The media is meant to provide a check on claims of politicians, corporations, and others. The problem is that the media cannot be completely trusted. They cannot report on all stories and facts, and usually filter the stories they select through an ideological background. Framing issues to suit their audience. With many articles being deleted that did not support their advertiser’s ideology. As many decisions are not made public, the media has limited access to information. Even if information could be obtained, media personnel are lazy with limited resources while pressed by deadlines, causing them not to do proper investigations. Focusing on easily explainable stories than those that take time.

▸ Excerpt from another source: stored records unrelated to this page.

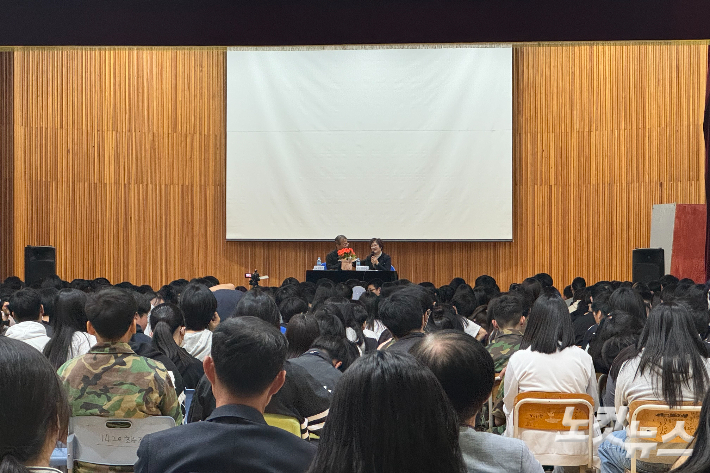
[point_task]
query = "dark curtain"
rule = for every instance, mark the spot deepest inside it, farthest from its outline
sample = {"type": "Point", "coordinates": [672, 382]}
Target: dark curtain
{"type": "Point", "coordinates": [706, 134]}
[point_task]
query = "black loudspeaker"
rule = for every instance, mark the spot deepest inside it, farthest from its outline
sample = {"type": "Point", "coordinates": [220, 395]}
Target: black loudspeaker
{"type": "Point", "coordinates": [40, 263]}
{"type": "Point", "coordinates": [648, 264]}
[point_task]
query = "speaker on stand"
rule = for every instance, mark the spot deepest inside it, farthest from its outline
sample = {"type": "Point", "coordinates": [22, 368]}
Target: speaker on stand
{"type": "Point", "coordinates": [648, 264]}
{"type": "Point", "coordinates": [40, 263]}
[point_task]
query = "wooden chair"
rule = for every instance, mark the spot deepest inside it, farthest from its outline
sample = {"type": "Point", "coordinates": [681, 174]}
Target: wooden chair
{"type": "Point", "coordinates": [652, 415]}
{"type": "Point", "coordinates": [494, 392]}
{"type": "Point", "coordinates": [546, 411]}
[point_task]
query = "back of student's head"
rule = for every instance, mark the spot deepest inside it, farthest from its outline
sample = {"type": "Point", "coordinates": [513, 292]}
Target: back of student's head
{"type": "Point", "coordinates": [301, 331]}
{"type": "Point", "coordinates": [199, 305]}
{"type": "Point", "coordinates": [34, 405]}
{"type": "Point", "coordinates": [69, 317]}
{"type": "Point", "coordinates": [463, 367]}
{"type": "Point", "coordinates": [401, 312]}
{"type": "Point", "coordinates": [336, 348]}
{"type": "Point", "coordinates": [165, 319]}
{"type": "Point", "coordinates": [670, 343]}
{"type": "Point", "coordinates": [111, 312]}
{"type": "Point", "coordinates": [248, 354]}
{"type": "Point", "coordinates": [389, 414]}
{"type": "Point", "coordinates": [25, 305]}
{"type": "Point", "coordinates": [291, 306]}
{"type": "Point", "coordinates": [549, 325]}
{"type": "Point", "coordinates": [444, 317]}
{"type": "Point", "coordinates": [506, 310]}
{"type": "Point", "coordinates": [257, 303]}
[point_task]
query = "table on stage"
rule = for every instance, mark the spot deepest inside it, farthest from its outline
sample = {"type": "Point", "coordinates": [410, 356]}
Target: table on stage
{"type": "Point", "coordinates": [342, 276]}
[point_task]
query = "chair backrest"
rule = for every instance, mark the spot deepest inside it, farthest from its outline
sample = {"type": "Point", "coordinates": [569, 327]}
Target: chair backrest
{"type": "Point", "coordinates": [678, 422]}
{"type": "Point", "coordinates": [189, 393]}
{"type": "Point", "coordinates": [546, 411]}
{"type": "Point", "coordinates": [287, 423]}
{"type": "Point", "coordinates": [110, 441]}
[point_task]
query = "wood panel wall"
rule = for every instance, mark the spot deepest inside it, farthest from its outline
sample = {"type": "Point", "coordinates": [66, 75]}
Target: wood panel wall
{"type": "Point", "coordinates": [119, 162]}
{"type": "Point", "coordinates": [6, 162]}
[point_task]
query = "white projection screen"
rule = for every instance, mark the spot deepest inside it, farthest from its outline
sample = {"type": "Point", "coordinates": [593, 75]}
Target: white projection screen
{"type": "Point", "coordinates": [399, 144]}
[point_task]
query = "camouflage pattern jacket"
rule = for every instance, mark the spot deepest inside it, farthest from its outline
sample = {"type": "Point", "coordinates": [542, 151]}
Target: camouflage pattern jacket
{"type": "Point", "coordinates": [506, 342]}
{"type": "Point", "coordinates": [112, 381]}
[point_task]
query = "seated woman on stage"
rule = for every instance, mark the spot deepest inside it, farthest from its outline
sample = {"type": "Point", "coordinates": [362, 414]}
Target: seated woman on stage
{"type": "Point", "coordinates": [377, 259]}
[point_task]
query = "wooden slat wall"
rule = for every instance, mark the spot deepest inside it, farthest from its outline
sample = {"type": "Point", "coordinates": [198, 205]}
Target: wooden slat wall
{"type": "Point", "coordinates": [119, 163]}
{"type": "Point", "coordinates": [6, 161]}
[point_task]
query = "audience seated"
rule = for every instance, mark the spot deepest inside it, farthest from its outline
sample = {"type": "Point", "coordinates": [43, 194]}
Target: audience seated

The internet provides sites based on individual view history, which means that the viewer gets more of the same information. Misinformation goes uncorrected as contradictory evidence is ignored. People also become resistant to easily refutable attacks on their knowledge, but this causes them to withstand better evidence, which causes them not to be persuaded to further appropriate evidence. In such a way, many conspiracies that had initially weak evidence, were refuted but were actually correct. History books provide information that comes from authors efforts in obtaining supporting documentation. The problem is that the chronicles of history can be inaccurate.
A problem with the book is that it is not always gentle about explaining the limitations to knowledge. In many cases, strongly held beliefs are attacked vigorously. The author acknowledges that the people who hold such beliefs are not likely to continue reading the book. This makes it appear that the book is written as validation for those who already agree with skepticism than for those who would like to consider learning and trying out skepticism. The book contains many examples, usually to support the claims being made. The problem with so many examples is that the general skeptical understanding can be lost in the details.